Она отодвинула штору так, чтобы из кресла была видна узкая вертикальная полоска со слоями неба, крыши и стены дома напротив. Сидела, отсчитывала время по повторяющемуся сообщению в эфире. В шестом часу чернильное небо начало разбавляться первыми лучами солнца. Чернота уступала место серому, а оно понемногу превращалось в звенящее голубое.
Три года назад самое первое белградское утро встречало ее таким же умытым звенящим голубым, отраженным в окнах югославских многоэтажек. Она только за полгода привыкла к тому, что новый день теперь всегда врывается в приоткрытое на ночь окно птичьим гомоном, кофейным запахом «первой утренней» из соседних квартир и вкрадчиво заползающим в щели жалюзи полотнищем теплого желтого света, которое накрывало ноги до колен, целовало и грело кожу. Два раза в неделю к этому добавлялся скрипучий механический голос.
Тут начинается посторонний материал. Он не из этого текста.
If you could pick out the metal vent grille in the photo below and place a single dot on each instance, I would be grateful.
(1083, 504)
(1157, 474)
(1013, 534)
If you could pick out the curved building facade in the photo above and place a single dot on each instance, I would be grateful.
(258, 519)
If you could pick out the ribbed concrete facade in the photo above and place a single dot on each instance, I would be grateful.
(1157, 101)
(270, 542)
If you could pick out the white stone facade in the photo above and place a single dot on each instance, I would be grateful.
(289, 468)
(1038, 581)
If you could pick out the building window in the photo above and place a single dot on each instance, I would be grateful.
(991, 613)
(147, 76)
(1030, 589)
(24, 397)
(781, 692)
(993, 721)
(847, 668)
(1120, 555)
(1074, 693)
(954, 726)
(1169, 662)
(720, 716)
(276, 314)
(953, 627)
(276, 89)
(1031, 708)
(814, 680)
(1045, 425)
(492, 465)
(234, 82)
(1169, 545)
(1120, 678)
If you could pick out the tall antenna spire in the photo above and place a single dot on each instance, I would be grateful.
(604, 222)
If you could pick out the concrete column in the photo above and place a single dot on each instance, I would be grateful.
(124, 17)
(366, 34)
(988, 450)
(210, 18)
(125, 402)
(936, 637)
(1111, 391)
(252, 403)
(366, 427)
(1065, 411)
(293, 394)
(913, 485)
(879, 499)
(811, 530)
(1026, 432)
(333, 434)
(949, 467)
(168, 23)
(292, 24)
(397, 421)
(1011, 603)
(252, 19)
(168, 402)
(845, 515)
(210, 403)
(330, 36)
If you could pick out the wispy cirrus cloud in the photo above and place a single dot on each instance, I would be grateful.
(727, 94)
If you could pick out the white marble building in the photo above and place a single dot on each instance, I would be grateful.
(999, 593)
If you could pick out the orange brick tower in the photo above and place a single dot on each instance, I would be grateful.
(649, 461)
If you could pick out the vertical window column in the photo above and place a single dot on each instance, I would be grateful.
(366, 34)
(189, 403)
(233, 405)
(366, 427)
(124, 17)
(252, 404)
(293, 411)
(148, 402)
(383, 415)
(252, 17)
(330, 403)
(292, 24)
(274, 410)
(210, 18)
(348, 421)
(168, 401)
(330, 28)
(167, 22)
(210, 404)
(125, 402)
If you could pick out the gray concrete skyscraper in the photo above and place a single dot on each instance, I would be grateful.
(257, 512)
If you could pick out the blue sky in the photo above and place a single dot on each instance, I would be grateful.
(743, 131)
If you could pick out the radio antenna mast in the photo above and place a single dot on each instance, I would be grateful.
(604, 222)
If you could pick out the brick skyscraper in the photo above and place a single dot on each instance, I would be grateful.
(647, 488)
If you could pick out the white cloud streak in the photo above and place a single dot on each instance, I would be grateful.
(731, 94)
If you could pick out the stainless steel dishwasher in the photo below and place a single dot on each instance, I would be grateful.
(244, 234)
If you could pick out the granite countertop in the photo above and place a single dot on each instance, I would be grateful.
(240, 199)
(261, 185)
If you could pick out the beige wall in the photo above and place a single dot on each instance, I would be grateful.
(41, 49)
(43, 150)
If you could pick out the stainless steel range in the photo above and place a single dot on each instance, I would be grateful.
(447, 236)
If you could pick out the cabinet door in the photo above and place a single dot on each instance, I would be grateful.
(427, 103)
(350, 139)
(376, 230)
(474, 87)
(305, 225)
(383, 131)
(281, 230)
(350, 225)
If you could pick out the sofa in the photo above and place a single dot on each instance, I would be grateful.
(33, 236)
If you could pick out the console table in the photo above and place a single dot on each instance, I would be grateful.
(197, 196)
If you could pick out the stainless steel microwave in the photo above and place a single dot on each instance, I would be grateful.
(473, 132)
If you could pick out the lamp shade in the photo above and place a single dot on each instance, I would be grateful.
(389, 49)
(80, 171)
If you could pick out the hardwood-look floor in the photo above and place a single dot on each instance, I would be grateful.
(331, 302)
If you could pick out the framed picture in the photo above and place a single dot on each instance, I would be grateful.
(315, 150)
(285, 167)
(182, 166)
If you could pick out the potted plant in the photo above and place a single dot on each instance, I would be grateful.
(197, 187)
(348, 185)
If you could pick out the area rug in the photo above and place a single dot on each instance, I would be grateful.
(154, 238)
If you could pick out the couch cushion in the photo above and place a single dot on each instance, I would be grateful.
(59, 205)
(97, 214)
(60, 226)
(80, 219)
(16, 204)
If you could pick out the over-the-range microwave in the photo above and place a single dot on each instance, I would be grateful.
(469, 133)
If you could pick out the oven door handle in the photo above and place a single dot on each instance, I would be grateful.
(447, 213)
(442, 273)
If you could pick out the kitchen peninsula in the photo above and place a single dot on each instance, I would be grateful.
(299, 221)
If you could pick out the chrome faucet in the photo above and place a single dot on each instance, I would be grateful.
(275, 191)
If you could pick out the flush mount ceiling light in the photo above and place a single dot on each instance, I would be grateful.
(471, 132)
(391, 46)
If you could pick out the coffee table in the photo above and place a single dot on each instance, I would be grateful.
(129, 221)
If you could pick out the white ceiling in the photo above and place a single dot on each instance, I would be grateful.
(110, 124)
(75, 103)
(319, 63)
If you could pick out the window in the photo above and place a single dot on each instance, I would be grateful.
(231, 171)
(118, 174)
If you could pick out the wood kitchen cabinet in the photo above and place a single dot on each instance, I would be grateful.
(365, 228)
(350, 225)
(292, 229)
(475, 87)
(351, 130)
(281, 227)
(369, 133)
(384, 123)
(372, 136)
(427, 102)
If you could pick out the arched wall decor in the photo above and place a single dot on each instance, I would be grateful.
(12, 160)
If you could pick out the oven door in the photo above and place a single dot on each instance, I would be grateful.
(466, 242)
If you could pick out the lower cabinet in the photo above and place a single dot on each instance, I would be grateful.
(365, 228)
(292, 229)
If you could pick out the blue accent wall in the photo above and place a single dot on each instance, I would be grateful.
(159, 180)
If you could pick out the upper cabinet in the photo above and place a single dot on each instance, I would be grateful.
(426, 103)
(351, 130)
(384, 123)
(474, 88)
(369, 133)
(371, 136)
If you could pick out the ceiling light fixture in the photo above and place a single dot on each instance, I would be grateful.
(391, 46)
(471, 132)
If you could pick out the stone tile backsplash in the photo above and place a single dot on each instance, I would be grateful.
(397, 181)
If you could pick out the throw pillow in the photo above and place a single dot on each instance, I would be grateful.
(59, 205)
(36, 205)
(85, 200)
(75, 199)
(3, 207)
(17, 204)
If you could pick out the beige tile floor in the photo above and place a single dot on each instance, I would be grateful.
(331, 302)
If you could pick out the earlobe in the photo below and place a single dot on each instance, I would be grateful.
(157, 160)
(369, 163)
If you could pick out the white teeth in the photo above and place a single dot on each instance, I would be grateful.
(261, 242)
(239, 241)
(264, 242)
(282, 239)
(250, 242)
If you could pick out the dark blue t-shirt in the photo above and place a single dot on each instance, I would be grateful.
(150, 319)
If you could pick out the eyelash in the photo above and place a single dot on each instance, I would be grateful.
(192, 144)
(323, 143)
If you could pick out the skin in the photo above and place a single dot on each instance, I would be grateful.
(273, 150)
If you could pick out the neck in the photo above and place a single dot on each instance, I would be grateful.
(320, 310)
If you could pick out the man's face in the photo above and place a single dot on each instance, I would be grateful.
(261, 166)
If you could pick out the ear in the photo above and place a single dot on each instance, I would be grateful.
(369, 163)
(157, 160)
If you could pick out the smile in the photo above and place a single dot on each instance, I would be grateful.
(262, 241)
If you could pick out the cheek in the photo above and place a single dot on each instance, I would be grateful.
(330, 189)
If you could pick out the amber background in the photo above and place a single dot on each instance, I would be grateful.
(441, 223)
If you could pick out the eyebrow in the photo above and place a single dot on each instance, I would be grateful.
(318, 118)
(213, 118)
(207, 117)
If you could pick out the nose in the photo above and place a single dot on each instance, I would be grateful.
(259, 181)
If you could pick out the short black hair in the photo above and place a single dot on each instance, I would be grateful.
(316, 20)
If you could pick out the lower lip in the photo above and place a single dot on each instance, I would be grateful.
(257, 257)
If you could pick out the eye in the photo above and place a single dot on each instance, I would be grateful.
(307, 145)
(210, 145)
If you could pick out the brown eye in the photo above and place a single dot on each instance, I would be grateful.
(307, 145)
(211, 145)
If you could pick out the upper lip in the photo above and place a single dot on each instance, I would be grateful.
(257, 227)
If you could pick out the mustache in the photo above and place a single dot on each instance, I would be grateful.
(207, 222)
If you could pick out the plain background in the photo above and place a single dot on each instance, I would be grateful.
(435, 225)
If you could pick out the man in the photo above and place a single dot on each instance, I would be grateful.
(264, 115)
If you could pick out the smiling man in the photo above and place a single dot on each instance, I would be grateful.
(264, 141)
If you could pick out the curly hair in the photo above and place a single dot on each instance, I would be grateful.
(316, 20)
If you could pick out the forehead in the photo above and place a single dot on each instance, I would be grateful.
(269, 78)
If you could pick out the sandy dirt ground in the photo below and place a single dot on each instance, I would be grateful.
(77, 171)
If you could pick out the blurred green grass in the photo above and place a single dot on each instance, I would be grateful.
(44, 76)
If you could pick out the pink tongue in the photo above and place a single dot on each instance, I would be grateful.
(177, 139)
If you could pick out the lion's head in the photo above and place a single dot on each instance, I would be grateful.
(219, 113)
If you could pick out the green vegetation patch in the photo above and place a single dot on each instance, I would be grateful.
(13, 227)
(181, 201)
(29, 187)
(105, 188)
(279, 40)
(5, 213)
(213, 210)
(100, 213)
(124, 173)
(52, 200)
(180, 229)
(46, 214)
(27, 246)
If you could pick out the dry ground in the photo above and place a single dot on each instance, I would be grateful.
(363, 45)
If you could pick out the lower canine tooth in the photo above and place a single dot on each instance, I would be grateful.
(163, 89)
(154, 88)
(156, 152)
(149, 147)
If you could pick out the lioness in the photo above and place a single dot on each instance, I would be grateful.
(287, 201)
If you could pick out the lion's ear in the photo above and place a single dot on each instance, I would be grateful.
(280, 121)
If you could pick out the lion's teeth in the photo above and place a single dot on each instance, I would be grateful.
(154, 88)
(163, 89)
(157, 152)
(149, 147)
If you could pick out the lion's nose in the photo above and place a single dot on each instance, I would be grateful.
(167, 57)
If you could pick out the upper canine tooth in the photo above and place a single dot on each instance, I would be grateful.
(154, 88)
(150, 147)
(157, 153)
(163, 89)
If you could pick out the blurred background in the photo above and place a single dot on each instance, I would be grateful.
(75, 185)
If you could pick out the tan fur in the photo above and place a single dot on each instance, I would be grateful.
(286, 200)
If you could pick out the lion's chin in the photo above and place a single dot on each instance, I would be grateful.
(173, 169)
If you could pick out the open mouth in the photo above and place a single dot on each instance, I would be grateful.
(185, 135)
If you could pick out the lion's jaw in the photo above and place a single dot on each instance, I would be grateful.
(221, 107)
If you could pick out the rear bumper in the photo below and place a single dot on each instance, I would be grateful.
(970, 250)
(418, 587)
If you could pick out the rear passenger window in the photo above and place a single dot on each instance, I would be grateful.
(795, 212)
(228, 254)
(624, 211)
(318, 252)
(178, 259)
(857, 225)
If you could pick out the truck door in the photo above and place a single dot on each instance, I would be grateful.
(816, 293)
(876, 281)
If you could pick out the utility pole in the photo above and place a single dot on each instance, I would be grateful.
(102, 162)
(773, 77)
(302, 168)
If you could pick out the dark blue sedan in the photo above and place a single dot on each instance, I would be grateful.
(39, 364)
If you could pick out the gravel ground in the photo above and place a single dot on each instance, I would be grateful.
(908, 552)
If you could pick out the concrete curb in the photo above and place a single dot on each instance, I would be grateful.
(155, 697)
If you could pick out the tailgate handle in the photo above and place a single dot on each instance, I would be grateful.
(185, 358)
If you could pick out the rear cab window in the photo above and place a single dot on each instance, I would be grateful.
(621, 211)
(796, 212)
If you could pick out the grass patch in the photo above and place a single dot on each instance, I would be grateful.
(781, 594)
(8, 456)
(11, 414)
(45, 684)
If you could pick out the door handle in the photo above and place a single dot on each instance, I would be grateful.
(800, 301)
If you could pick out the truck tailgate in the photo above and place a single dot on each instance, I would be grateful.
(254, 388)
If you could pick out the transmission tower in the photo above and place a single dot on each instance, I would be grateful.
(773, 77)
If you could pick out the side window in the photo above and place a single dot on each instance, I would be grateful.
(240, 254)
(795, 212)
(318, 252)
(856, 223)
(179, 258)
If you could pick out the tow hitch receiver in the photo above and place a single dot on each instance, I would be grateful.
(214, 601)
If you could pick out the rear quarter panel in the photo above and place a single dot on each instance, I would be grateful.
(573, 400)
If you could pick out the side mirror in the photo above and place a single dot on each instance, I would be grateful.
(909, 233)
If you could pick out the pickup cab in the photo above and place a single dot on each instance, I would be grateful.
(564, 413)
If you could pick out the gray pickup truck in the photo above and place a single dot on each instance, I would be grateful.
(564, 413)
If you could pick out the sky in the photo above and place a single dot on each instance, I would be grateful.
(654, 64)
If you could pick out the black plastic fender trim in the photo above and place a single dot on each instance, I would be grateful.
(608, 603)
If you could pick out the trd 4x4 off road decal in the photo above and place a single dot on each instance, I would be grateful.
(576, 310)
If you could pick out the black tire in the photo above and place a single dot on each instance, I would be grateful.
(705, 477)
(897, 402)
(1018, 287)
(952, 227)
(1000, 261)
Когда Алиса услышала его впервые, вздрогнула и прижала подушку покрепче. Такой голос люди слышат в кино, где по сюжету всем евреям приказывают собраться на главной площади с вещами. Такой голос Алиса слышала наяву, когда всем мусульманам Сараево или мирным жителям Алеппо предлагалось сидеть по домам для собственной безопасности. Но никто не стучал в ее дверь, не торопил взять всегда готовую дорожную сумку с вешалки в коридоре, и постепенно Алиса привыкла. Просыпалась под скрежет из динамика, который ездил на крыше облупленного фургона с проржавевшими боками, но подушку уже не сжимала. Через пару месяцев стала различать отдельные слова, а через полгода пазл вдруг сложился сам по себе. Алиса готовила чай, да так и встала с тяжелым чайником в одной руке и кружкой в другой. Расхохоталась так, что кипяток расплескала.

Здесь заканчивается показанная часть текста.